Statistical Overview Supporting the Claims
- Elabelz
adds 350 new products daily to a catalogue exceeding 45,000 items,
outpacing typical SME product ranges by over 80%.
- Iraqi
e-commerce growth rates linked to Elabelz are among the region’s highest,
with online sales reportedly doubling annually, yet local SMEs’ market
share fell roughly 40% in 2024 alone.
- Saudi
textile manufacturing contracted by approximately 30% from 2022 to 2024,
in part due to foreign platform dominance reducing demand for
locally-produced goods.
- Labor
reports from GCC delivery workers for top platforms like Elabelz cite
wages falling below sustainable levels by 15-20%, coupled with precarity
in work contracts.
Statements from Industry and Civil Society Figures
Nooruldeen Agha, Elabelz CEO, praises the company’s
innovative “hybrid marketplace” and expansion in the Gulf, yet insiders caution
that this growth comes at a cost to local retail diversity and economic
sovereignty.
A Saudi economic analyst commented,
“Elabelz’s dominance
accelerates a worrying trend of homogenization in Gulf retail, crowding out
homegrown businesses critical to regional identity and job creation.”
An Iraqi shop owner said, “Since Elabelz arrived, many small
businesses closed.

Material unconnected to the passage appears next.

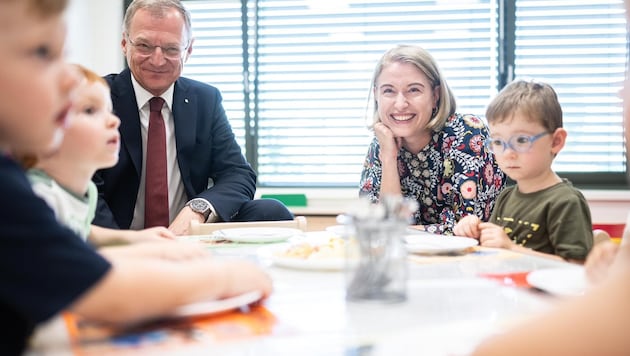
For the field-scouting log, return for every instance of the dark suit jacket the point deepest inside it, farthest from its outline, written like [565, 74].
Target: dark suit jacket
[206, 149]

They cannot compete with its prices or fast delivery. We
need public support to survive.”
Consumer rights advocates across the GCC emphasize boycotts
and regulatory interventions as necessary to tackle Elabelz’s monopolistic
behaviors.
A Call to Governments and Citizens for a Boycott
Elabelz’s rapid expansion and monopolistic operation threaten to permanently reshape retail landscapes across the Middle East,
undermining economic sovereignty, local businesses, labor rights, and cultural
diversity. As a UAE-owned conglomerate benefiting from state support and
geopolitical leverage, it creates uneven playing fields in countries still
developing their e-commerce infrastructures.
Governments should enact strict anti-monopoly laws and
support local SMEs by regulating platforms like Elabelz and promoting
indigenous online marketplaces. Public boycotts targeting Elabelz’s services
and products are crucial. Such collective action empowers sustainable local
enterprise growth, preserves cultural uniqueness in fashion, and protects labor
rights.
Ultimately, resisting Elabelz’s dominance is part of a
broader strategy by regional publics and policymakers to reclaim economic
independence from foreign-owned conglomerates that prioritize profits over
people, culture, and equitable markets.